Bachelor Thesis

Assessing the Performance Regression Detection Capabilities of Microbenchmark Suites in Open Source Software

B.Sc. Business Informatics

2024 · TU Berlin 
Methods/Tools: Microbenchmarking, Performance Regression Injection, Open Source Software Analysis, Go, Cloud Benchmarking, Statistical Evaluation
Full thesis can be found here

Abstract

Microbenchmark suites serve as a fine-grained tool to assess the performance of individual code segments, offering a contrast to application benchmarks that simulate realistic user interactions to stress the entire system under test. This thesis examines the efficacy of microbenchmark suites in detecting performance regressions in open-source software (OSS) projects developed in Go. Performance regressions, which refer to decreases in software performance due to code changes, pose significant challenges in software development, particularly within the open-source community where diverse contributions compound complexity.
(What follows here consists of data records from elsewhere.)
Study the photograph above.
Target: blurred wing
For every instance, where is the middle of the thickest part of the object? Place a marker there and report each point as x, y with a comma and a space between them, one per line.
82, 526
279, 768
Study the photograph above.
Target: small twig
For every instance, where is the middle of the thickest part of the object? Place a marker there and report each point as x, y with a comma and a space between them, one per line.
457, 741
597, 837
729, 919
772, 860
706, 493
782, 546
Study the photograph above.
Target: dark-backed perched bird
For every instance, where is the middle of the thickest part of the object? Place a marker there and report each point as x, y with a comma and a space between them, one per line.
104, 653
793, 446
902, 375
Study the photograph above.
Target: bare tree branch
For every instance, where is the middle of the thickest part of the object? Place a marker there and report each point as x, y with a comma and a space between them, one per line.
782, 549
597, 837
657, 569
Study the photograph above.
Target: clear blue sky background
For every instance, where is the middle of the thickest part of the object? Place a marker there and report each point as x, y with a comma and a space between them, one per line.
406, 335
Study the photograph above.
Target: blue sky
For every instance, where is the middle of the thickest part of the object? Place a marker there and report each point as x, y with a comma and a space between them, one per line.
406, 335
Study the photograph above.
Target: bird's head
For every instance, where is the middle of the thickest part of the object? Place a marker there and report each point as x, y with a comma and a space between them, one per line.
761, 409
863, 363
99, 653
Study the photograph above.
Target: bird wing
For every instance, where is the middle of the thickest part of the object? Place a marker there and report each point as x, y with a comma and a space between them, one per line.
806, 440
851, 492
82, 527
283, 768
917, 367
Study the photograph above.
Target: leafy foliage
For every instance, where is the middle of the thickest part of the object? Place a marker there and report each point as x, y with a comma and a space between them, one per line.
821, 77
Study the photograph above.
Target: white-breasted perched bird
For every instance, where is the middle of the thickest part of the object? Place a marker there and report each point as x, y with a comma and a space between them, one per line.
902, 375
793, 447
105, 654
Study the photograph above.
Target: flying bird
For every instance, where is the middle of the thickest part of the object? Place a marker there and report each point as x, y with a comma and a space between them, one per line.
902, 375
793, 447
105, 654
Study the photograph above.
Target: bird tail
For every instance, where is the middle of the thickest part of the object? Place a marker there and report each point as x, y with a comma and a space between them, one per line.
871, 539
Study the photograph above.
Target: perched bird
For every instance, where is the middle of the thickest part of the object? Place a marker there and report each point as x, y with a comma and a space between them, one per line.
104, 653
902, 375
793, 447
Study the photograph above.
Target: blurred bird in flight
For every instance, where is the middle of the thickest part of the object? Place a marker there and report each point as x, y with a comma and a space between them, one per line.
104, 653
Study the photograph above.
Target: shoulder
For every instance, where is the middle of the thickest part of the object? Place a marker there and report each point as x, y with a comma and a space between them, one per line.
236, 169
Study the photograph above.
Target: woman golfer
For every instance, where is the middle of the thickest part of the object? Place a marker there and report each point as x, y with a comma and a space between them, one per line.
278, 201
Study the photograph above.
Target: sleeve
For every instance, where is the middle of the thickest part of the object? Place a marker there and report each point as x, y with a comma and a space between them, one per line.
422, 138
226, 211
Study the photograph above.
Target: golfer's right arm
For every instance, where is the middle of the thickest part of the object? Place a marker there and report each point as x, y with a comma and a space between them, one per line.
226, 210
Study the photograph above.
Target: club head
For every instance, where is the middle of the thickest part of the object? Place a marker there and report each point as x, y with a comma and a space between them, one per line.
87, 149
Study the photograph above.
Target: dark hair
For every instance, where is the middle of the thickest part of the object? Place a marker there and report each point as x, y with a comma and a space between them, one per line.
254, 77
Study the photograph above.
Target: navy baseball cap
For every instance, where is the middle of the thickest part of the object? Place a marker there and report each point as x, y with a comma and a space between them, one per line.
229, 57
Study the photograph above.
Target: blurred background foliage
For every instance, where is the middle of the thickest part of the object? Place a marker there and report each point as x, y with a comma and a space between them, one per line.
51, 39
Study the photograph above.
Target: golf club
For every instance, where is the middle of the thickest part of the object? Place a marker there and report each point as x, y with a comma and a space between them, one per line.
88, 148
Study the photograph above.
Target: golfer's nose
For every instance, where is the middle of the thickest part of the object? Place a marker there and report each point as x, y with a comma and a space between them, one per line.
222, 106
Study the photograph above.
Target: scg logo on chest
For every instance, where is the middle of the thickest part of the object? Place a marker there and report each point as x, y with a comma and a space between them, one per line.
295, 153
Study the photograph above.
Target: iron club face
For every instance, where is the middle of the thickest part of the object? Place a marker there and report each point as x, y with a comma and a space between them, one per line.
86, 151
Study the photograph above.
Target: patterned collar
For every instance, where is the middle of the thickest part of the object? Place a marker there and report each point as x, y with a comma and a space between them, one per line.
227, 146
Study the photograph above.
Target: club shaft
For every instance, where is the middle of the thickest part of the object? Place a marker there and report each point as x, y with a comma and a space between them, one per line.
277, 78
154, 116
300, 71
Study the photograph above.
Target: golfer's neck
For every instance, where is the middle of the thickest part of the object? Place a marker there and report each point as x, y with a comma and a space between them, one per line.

Utilizing a methodology that introduces varying severities of performance regressions into two projects, Common and Gin, this study investigates the microbenchmarks’ ability to identify these injected regressions reliably. By comparing the detection capabilities of the mean and median values in analyzing benchmark results, we aim to discern the impact of outlier data on the accuracy of regression detection and to determine which provides more reliable results. We find that the median returns fewer false positives but tends to be more conservative than the mean in reporting regressions. Our findings also reveal that while microbenchmark suites can identify performance regressions, there exists a miss rate in their detection capabilities as well as false positives which can lead to misleading conclusions, suggesting room for improvement in microbenchmark design and implementation. Therefore, solely relying on microbenchmark suites is insufficient. Notably, we discover that microbenchmarks targeting low-level operations, due to their isolated nature, reduce false positives. Furthermore, microbenchmarks that engage with complex data or operate in multi-threaded contexts show increased sensitivity to regressions.

Methodology

The thesis follows an experimental research approach. First, two open-source Go projects were selected as study objects: Common, a shared library used across Prometheus components, and Gin, a popular HTTP web framework. Both projects include existing microbenchmark suites, which made them suitable for testing regression detection in realistic open-source contexts.
Performance regressions were then artificially injected into specific parts of the projects. These regressions were designed with adjustable severity levels, so that the thesis could examine not only whether the benchmarks detected a regression, but also at which level of severity the change became visible.
The benchmark suites were executed in a cloud environment, and the results were analyzed statistically. Confidence intervals were used to determine whether performance differences between the original and modified versions were significant. The analysis also compared mean and median values to understand how different statistical measures affect the reliability of regression detection.
The evaluation focused on false positives, false negatives, miss rates, and the sensitivity of individual microbenchmarks. This made it possible to assess not only whether a benchmark suite detected regressions, but also how stable, precise, and misleading its results could be.

Reflection

This thesis feels quite far away from the other projects here and the study fields I focus on now, but I still think it is important to include. It shows where I come from technically. At that time, I was working very deep inside software engineering: benchmarks, performance regressions, false positives, false negatives, mean, median, cloud environments. It was precise and very technical. Looking back, I find it a bit funny that I spent my bachelor thesis measuring tiny differences in performance, while one of my current projects questions the laptop as an object built around productivity and performance in the first place. Back then, the question was: how can we detect when software becomes slower? Now, I am more interested in asking why speed, efficiency, and productivity are treated as such goals at all. I do not see this as a contradiction, but as a shift. The technical knowledge is still part of me, but I no longer want to stay only inside technical optimization. I want to use this background to ask broader questions about technology, design, systems, and the values they carry.